Mikhail KandelMBM trainee Mikhail Kandel recently published an article on his research into using label-free imaging and artificial intelligence to help predict reproductive outcomes. The technique determines the potential fertility of sperm samples in cattle and may help improve technology for facilitating reproduction in humans.

Kandel collaborated with Gabriel Popescu’s Quantitative Light Imaging (QLI) lab and labs in the Department of Animal Sciences (UIUC) on the project. The goal was to develop dairy cattle that would be resistant to heat and diseases in tropical environments, which would help developing countries increase their food production.

Image from Figure 4B in Kandel’s paper, showing how phase imaging with computational specificity applies artificial intelligence to label-free spatial light interference microscopy data in order to map subcellular compartments.

Researchers needed to identify which sperm samples work best for in vitro fertilization in order to develop the desired traits in cattle.
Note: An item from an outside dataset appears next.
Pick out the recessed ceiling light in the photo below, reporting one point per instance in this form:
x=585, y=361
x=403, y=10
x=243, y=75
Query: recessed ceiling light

The label-free imaging technique developed in the QLI lab determined which qualities within the sperm made them fertile.

“We knew from the fertilization experiments which sperm samples worked. We used our imaging technique to understand what parameters were important for success,” Kandel explains. “We saw that the relationship between the size of the head and the tail of the sperm is an important parameter for fertility.”

Future research will try to improve the speed of the technique, as sperm can move quickly. “For many years, we have developed various techniques for label-free imaging knowing that we had to give away molecular specificity,” Popescu said. “However, our newly developed phase imaging with computational specificity brings back the molecular specificity via AI, which is harmless and works on live cells. The applications are limitless, but one that truly benefits from absence of chemical stains is the assisted reproduction, as described in this collaborative study.”

The article has been published in the Proceedings of National Academy of Sciences (PNAS).